Visit the Morskie Oko

We are situated at the immediate vicinity of the tourist trail leading to one of the most beautiful places of the High Tatras, the Morskie Oko (Eye of the Sea). It is the largest mountain-lake in the High Tatras, lying on the Polish side of the mountains, under the peak of Rysy. It lies in an altitude of  1395,4 metres above sea level and has a glacier origin. The surrounding peaks stand over 1 000 meters above the water level. From the lake you have a view on the Mengusovky peaks – the Large Mengusovsky (2 431,5 meter above sea level), Nizny (2 098,1 m a.s.l.) and Vysny Zabi peak (2 262,8 m a.s.l.), Rysy (2 499 m a.s.l.) – the highest peak of the Polish Tatras and the Mnich peak (2 068 m a.s.l.).
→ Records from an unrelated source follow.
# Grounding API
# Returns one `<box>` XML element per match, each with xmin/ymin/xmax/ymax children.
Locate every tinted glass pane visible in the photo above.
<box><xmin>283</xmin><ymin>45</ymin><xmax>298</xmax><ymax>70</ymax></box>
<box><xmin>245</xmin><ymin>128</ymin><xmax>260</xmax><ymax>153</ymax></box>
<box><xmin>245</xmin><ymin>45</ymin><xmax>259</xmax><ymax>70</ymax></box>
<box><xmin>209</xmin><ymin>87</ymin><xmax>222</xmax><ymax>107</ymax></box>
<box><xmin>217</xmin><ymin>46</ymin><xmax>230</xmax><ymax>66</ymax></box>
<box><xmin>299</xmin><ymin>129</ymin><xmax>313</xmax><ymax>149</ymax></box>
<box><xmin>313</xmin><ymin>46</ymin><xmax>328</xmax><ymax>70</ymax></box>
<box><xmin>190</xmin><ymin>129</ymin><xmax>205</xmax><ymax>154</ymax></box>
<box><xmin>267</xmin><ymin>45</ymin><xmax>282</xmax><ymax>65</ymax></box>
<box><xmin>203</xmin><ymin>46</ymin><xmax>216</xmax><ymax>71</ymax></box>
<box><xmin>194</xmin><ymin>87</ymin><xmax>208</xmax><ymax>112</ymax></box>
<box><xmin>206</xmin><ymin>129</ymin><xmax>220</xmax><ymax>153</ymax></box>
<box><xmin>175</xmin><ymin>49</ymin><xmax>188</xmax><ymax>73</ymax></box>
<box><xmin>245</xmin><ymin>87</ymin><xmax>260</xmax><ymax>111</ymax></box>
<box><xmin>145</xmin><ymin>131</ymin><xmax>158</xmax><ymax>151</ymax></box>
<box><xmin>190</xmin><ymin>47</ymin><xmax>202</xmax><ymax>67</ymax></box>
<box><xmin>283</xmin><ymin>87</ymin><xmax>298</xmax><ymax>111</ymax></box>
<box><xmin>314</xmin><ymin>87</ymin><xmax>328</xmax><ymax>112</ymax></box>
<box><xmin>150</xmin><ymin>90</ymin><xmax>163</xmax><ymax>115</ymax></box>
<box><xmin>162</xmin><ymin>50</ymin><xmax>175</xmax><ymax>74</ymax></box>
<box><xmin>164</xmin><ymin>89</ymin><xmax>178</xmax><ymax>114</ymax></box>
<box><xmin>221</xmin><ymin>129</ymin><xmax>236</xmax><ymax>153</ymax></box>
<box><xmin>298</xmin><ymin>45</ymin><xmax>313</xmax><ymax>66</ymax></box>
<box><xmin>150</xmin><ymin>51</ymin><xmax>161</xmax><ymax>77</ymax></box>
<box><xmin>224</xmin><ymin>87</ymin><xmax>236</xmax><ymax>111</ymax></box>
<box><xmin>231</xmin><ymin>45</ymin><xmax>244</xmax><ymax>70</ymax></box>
The area of the lake is 34,93 hectares, its deepest part is 50,8 meters deep and the length of its shoreline is 2 613 meters. The length of the lake is 862 meters, its width is 566 meters.  The name “Morskie Oko” translates to “Eye of the Sea”; this is derived from an old legend, according to which the lake was connected to the sea via an underground passage. Morskie Oko is one of the most popular destinations in the Tatras, often receiving over 50,000 visitors during the vacation season. It is reached by foot in about two hours from the nearest road that allows motorized access. Many other tourists opt to take the journey by horse-drawn cart, a large number of which are operated by the local Górale inhabitants.

The earliest documents in which Morskie Oko is mentioned date back to 1575. In 1637, the Polish king Władysław IV granted Wladyslaw Nowobilski the right to use the pastures adjoining the area.
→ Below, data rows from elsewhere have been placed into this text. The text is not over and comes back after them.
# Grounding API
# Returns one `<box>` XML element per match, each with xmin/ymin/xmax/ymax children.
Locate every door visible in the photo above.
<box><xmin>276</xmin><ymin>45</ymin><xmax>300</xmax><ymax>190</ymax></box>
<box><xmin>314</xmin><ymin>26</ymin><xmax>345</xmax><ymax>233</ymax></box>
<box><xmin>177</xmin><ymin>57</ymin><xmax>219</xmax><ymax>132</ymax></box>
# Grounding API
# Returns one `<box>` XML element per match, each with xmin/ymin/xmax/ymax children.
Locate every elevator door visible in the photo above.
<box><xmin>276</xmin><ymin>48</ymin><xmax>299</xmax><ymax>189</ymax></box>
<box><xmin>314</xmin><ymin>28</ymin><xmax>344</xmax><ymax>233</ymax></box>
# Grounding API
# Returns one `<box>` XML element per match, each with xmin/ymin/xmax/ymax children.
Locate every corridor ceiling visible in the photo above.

In 1824, during Partitions of Poland, Morskie Oko became private property for the time being, when Zakopane estate, including Dolina Rybiego Potoku, were purchased from the Austrian authorities by Emanuel Homolacs. At the end of the nineteenth century, a boundary dispute arose between Galicia and Hungary over property rights to the lake and adjoining area (the so-called “Morskie Oko dispute”). The Court of Conciliation in Graz ruled in favor of the Polish side. The decision is credited to Oswald Balzer, who represented the Galicia government.
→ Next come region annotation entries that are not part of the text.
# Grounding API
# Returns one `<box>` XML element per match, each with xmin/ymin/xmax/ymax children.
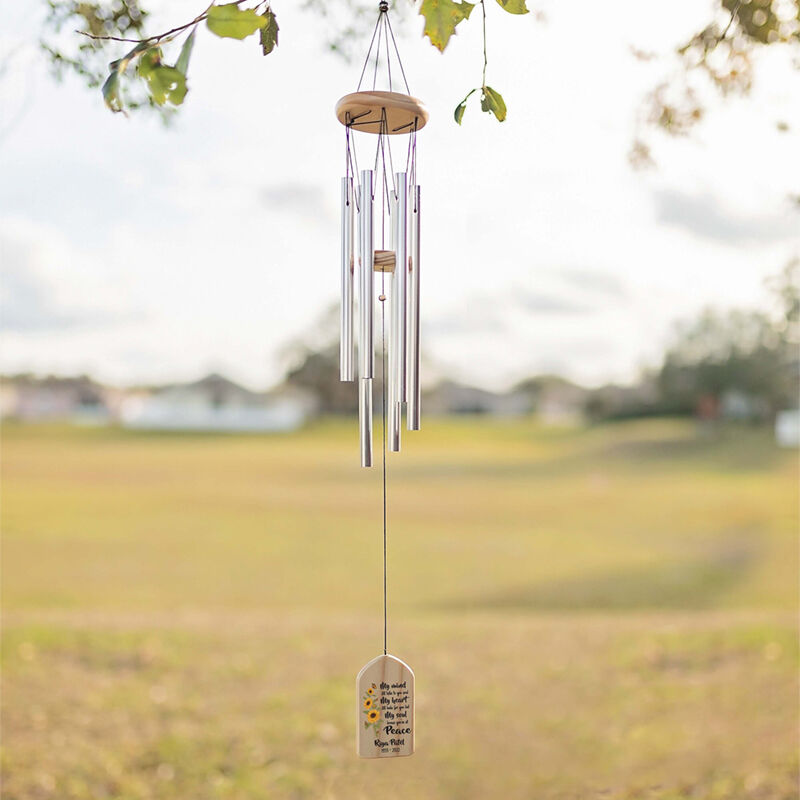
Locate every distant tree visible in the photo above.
<box><xmin>658</xmin><ymin>260</ymin><xmax>800</xmax><ymax>414</ymax></box>
<box><xmin>629</xmin><ymin>0</ymin><xmax>800</xmax><ymax>169</ymax></box>
<box><xmin>37</xmin><ymin>0</ymin><xmax>800</xmax><ymax>145</ymax></box>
Morskie Oko was “rediscovered” for tourism by Dr. Tytus Chałubiński in the mid nineteenth century; the first shelter was built there in 1836 but burned down in 1865. A second shelter, built in 1874, burned down in 1898. In 1902, a road from Zakopane was completed and named the Oswald Balzer Road. Since 1933 following the return of sovereignty, the lake has been owned by the Polish state.